Located in Placentia, California, most of The Bruery’s beers are considered to be experimentations brewed in the Belgian tradition. None of their beers are filtered or pasteurized; all are bottle conditioned and use a proprietary Belgian yeast strain.

Rugbrød, which means “rye bread” in Danish, is a brown ale brewed with three different varieties of rye malt. It’s loosely based on Scandinavian Christmas beer, known as “Julebryg.” The Bruery say if you don’t know the correct pronunciation of Rugbrød, don’t worry — they don’t, either. The beer comes in at 8% ABV (alcohol by volume) and 30 IBUs (International Bitterness Units).


Pouring produced a large, billowing head that was both fluffy and foamy. It quickly disappeared, leaving behind a very murky brown, cloudy beer. Although so cloudy it was opaque, there are no particles or sediment, and lacing never happened.

The nose features rye and pumpernickel breads, mixed with a definite Belgian yeast presence. There’s notes of orange peel, dough, and floury bread, along with some very light sweet caramel, chocolate, and toasted grains. There’s a slight tartness to this beer as well, which I was not expecting; overall, it does fall more on the sweet end, especially with hits of brown sugar as it begins to warm.


On the taste, I have to wonder if this brew isn’t slightly infected — there’s an initial tart sourness that reminds me of an infected beer, but it goes away, overwhelmed by the malts. But one thing that never disappears, despite how much I jiggle my glass around, is the carbonation. It’s lively and damn near fizzy like a soda. The tart flavors break fast to orange peel and heavy doughy yeast. The flavors don’t change much until the middle of the taste, which brings on caramel sweetness and a hint of milk chocolate. The rye comes on for the finish, drying out the palate significantly and bringing a very earthy flavor. It’s definitely a twangy finish that grows bitter the further you get into the bottle. Rugbrød is medium-bodied, with an extremely foamy, thin texture.

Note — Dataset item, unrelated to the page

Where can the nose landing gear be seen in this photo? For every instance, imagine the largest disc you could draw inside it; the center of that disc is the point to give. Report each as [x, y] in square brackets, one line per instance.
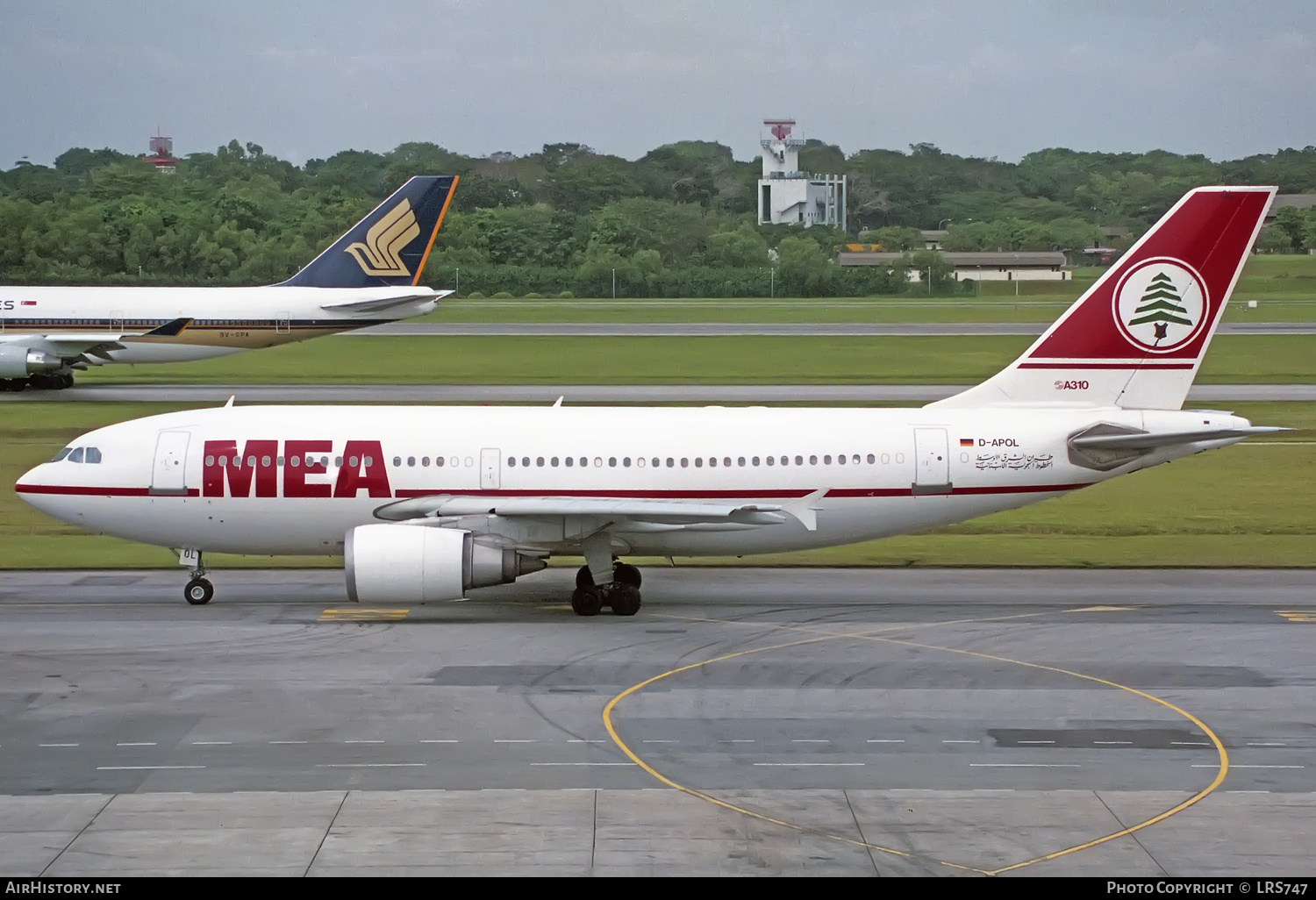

I was shocked by how disappointing this beer was. Possible infection issue aside, the flavors here are just boring, bland, and frankly…dead. While not something I would consider a drainpour, I’m not going to lie and tell you that I had fun working my way through all 750 ml. of this. I didn’t. The only saving graces are the caramel and chocolate flavors, which are nice, but the rye finish is too much and leaves a bad taste in my mouth. This is money better spent elsewhere in The Bruery lineup.

The Bruery Rugbrød Dark Rye Ale, 72 points. Price: $10.99 US for one 750 ml. bottle.